I scanned the entire stadium to find it empty other than those four kids until a shadow caught my eye. A figure emerged from around the bleachers through the main entrance. He walked with quiet, slow footsteps, and I kicked myself for not picking up he was there sooner. Though, I guess I was unusually preoccupied by the fact that Colette was Azelie’s fuckingmom.
He swayed almost unsteadily onto the track with two more boys following behind like birds in a flock. All of them had a similar look about them. Three boys who were old enough to have some facial hair, old enough to not need adult supervision, and a chill swept down my spine as all three narrowed their gaze onto Azelie and Macy.
Shit. I prayed they simply had hit puberty earlier than normal and were nothing more than high school rivals or some such shit to these kids. Like the cool kids versus the nerds. These three guys had to be in some rival clique, right? Not sent by O’Connor.
“We’re fine, so bug off,” Cory replied, standing up.
I had to give credit to the kid, despite still being a skinny teenager, and definitely younger than the approaching assholes, he wasn’t afraid to assert himself.
“I wasn’t talking to you,” the stranger hissed and pushed greasy hair behind his ear.
“We’re fine,” Azelie stated again, and all three kids rose. “Let’s go.” She tucked her hand into Macy’s elbow and shifted to walk around the three strangers.
“Ah, where ya going? Don’t you remember us?” the man said again.
I inched forward to the edge of the bleachers, ready to sprint the couple of hundred meters needed and lay this guy out flat. But I hesitated. Was Azelie as fiery as her mom and would get pissed if I stepped in? Would she be embarrassed that she needed saving by someone who wasn’t one of those two boys with her?
“No, we don’t remember you. So fuck off!” Azelie snarled, and I sucked my bottom lip between my teeth.
Yep, just like her mom.
“Oh, come on, we only graduated last year, you have to know us,” the stranger replied.
Nope. Fuck, no. They were fifteen, and this motherfucker was a grown ass adult. To hell with how embarrassed Azelie might end up.
“We just finished our freshman year. Of course we don’t know you. So, leave, creep,” Thomas said, standing up beside Cory as Macy and Azelie quickly attempted to skirt around the side of the three new adults.
The ringleader threw out his arm and blocked their path with a wry smile. I shot out of my hiding place.
“Fuck off. I won’t ask again,” I snarled and stalked their way.
The eyes on every single kid widened, even the three “men.”
“Get lost, loser. Can’t you see we’re just chatting?” he called out at me, but took a stumbling step backward.
“Why would we chat with you?” Azelie hissed and hocked a huge wad of snot at the stranger.
Rage seethed behind his eyes as he wiped the loogie from his cheek.
Shit. As much as I couldn’t stop the smile from cracking upon my lips, I knew that look.
His focus ripped from me, and he glared at Azelie. “You little bitch.”

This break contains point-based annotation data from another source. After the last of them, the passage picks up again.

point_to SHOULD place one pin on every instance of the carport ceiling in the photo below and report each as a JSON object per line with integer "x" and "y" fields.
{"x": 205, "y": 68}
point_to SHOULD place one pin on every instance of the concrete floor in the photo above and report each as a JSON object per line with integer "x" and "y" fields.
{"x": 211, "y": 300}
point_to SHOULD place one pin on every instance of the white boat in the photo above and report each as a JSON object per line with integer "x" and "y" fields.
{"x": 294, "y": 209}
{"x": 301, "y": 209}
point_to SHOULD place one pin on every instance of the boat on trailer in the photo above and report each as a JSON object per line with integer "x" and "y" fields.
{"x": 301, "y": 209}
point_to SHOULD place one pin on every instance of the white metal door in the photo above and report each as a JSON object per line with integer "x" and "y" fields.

“Don’t you fucking dare,” I snarled, stopping the stranger from grabbing her arm.
He whipped his gaze back to me. “What are you going to do, old man? Hit me? Call the cops?”
With three more steps, I got right in his face and stared down at him. “You should fucking hope I call them. You should fucking pray that I call them because they’re the only ones saving you from me if you so much as touch a hair on her head.”
His pointy Adam’s apple bobbed in his throat as he took another stumbling step backward. Alcohol seeped from his skin, and that musty scent of weed. “I’ll—I’ll—” he stammered.
“You’ll be begging for them. Being in prison as a fucking pedophile would be paradise compared to what I’ll do if I see you so much as breathe in her direction again,” I sneered at him.
Red. Everything around me was red. Like a bull to a fighter, I was the bull. Maddened by a type of devil I’d become familiar with overseas, yet here they were, in my hometown. The beast that had been trained to obliterate men like this one clawed at the cage within me. The steel bars keeping it at bay weren’t going to hold out for long.
“You—You’re—” he stuttered as he and his two companions took another couple stumbling steps back. This time, I stayed still, a barrier between the teenagers and the type of men I knew all too well. Creeps like them had hung around high school when I was a teenager myself.
“Call my bluff. Please,” I teased and tipped my head, keeping my gaze steady on the three of them, my hands curled into fists as they trembled with rage. “Apparently, the town already thinks I’ve murdered someone. Death would be a relief for what I’d do to you.”